Despite this, there are amazing women (and men!) working to #BreakTheBias in orthopaedics. It is a delight at the Royal National Orthopaedic Hospital, where I am based, to see more and more female names on our list of incoming registrars and amongst our clinical leaders every year. Organisations such as Women In Orthopaedics Worldwide, the British Orthopaedic Association and the British Orthopaedic Trainees Association are doing great work to improve this even more. It’s also fantastic to regularly see female leaders represented as panellists at National Orthopaedic Alliance events, workshops and webinars.
All of us within the National Orthopaedic Alliance network and across the orthopaedics speciality have a really important role to help and inspire the next generation. Seeing a diverse range of women progress in the field and successfully navigate through medicine, exams and the unusual hours with the demands and constant pressure (and remain happy in their choices) is still in 2022 rarer than it should be.
So we should be really proud of the exceptional women who are achieving in the field. This International Women’s Day, throughout March and beyond, I challenge those of us who are excelling in orthopaedics to do our part to #BreakTheBias. Take the time to look around you to see who you can help up onto the next rung.
Of course, we can’t effectively work to continue to make progress without knowing and appreciating the trail blazers of the past and present. This video from Women In Orthopaedics Worldwide is a great testament of how far we have come and provides motivation to continue to work together to break gender bias in orthopaedics.

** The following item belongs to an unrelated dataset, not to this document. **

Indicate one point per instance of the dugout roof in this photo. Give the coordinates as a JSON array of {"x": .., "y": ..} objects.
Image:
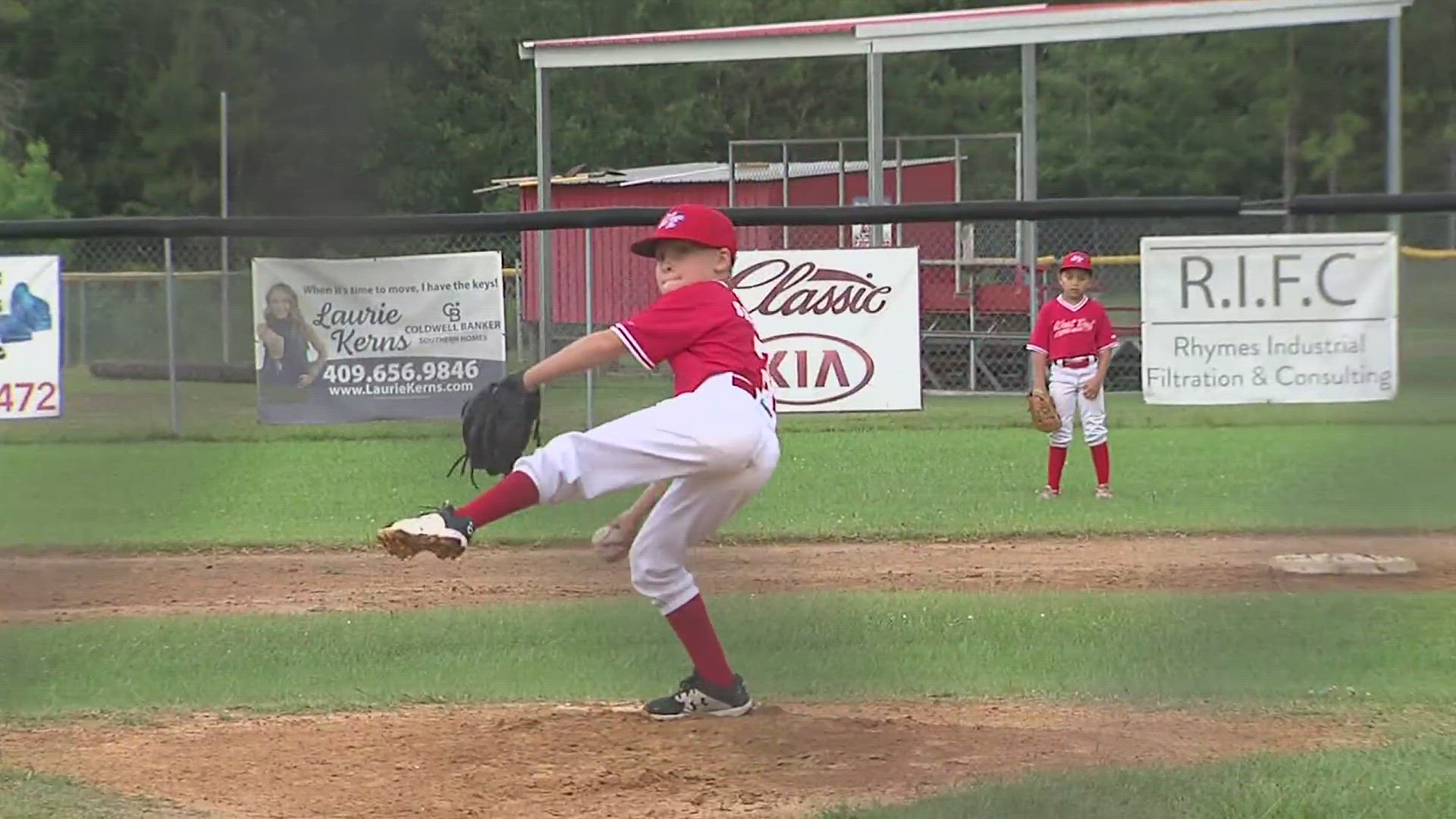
[{"x": 1025, "y": 25}]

Lila joined the RNOH as Chief Medical Officer in October 2019, having been Consultant Anaesthetist at the Royal Free Hospital London for 18 years and most latterly, Divisional Director of Surgery since 2017.She has a strong background in education, dealing with doctors in difficulty, clinical governance and change management. She manages the RNOH Academic portfolio, is SRO for a number of major clinical digital projects, and manages a number of programmes to enhance clinical governance and digital safety. She took on the role of Deputy Chief Executive in December 2021 with a focus on growth and clinical efficiency. She took up the role of Regional Clinical Director for Anaesthetics for NHS E/I London Elective Surgery Recovery and Transformation Programme in April 2021 and holds a number of ICS leadership roles, as NCL Covid Oxygen and Equipment Resilience Lead and co-chair of the NCL Evidence Based Interventions Committee. She is an NHSE London Responsible Officer Appraiser. She continues to work as a Consultant Neuroanaesthetist at the National Hospital for Neurology and Neurosurgery, UCLH part time.